The Bee Sting by Paul Murray

 

Summary (from the publisher): From the author of Skippy Dies comes Paul Murray's The Bee Sting, an irresistibly funny, wise, and thought-provoking tour de force about family, fortune, and the struggle to be a good person when the world is falling apart.

The Barnes family is in trouble. Dickie’s once-lucrative car business is going under―but rather than face the music, he’s spending his days in the woods, building an apocalypse-proof bunker with a renegade handyman. His wife Imelda is selling off her jewelry on eBay, while their teenage daughter Cass, formerly top of her class, seems determined to binge-drink her way through her final exams. And twelve-year-old PJ is putting the final touches to his grand plan to run away from home.

Where did it all go wrong? A patch of ice on the tarmac, a casual favor to a charming stranger, a bee caught beneath a bridal veil―can a single moment of bad luck change the direction of a life? And if the story has already been written―is there still time to find a happy ending?

Review: This mammoth hunk of a novel explores a family that is coming undone. Dickie's car business is going under, and he is ignoring the situation entirely. His wife Imelda is filled with rage as she slowly sells off her valuables online, rails at her husband, and ignores her children. Their teenage daughter Cass has taken to binge drinking and desperately seeking to stay in the good graces of her capricious best friend. And their son PJ is overlooked by everyone in the family and suffering the family breakdown in silence. 

The structure of this book functioned so well. It is presented in alternating sections, each from the perspective of a different family member. Murray does an excellent job of placing the reader fully in the head of each character, each of which has own their biases, opinions, and secrets that they're keeping from the others. After the first four long sections, the alternating chapters get shorter and shorter and function as staccato-like beats, pushing the novel relentlessly on to its conclusion.  

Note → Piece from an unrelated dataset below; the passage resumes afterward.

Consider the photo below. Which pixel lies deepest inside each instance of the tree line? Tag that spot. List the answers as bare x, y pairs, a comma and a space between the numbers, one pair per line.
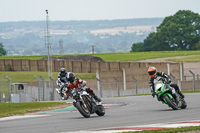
178, 32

It has always seemed to me that novels are either about the way humans connect or the way they fail to. This one falls very much in the second category. Everyone in this novel is misunderstood and isolated from the others. None of them confide in the other. This is not a happy, close family. As the novel unfolds, we learn more about the history, particularly the history of how Imelda and Dickie ended up together, and much of the unease in the family begins to make sense. 

This had some really lovely turns of phrase. Such as when Cass describes her best friend Elaine, who she sees as the epitome of grace and style, by saying, "Even when she was clipping her toenails, she looked like she was eating a peach" (4).  Or when PJ remembers going into his parents' room at night as a child by saying, "They seemed so much larger in sleep, bloated out in their bed like great slumbering sea beasts, walruses or whales. You could just tuck yourself in under a fin, and it felt like the world and its monsters had disappeared" (125). Murray also did a wonderful job writing from the perspective of teenagers and getting in their particular headspace and worries, which of course differ greatly from adults. This felt very realistic to me. 

Now, on to the downsides. This was way too long. Way too long! There was no need for this to be well over 600 pages long. Some of the characters the family interacts with just felt a bit too larger than life for me as well. Virtually all four of the main characters have these dark, intense interactions with others - abuse, blackmail, attempted abduction. The villains of the plot felt larger than life. And there is such a sinister underbelly to all of this! Sex and sexual desire are painted as dark and dangerous over and over in this book, with dangerous consequences. 

And the ending! The ending of this book made me so mad! It concludes ambiguously but implying that something very dark and tragic is about to occur. I was so angry to read so many hundreds of pages and have it end that way!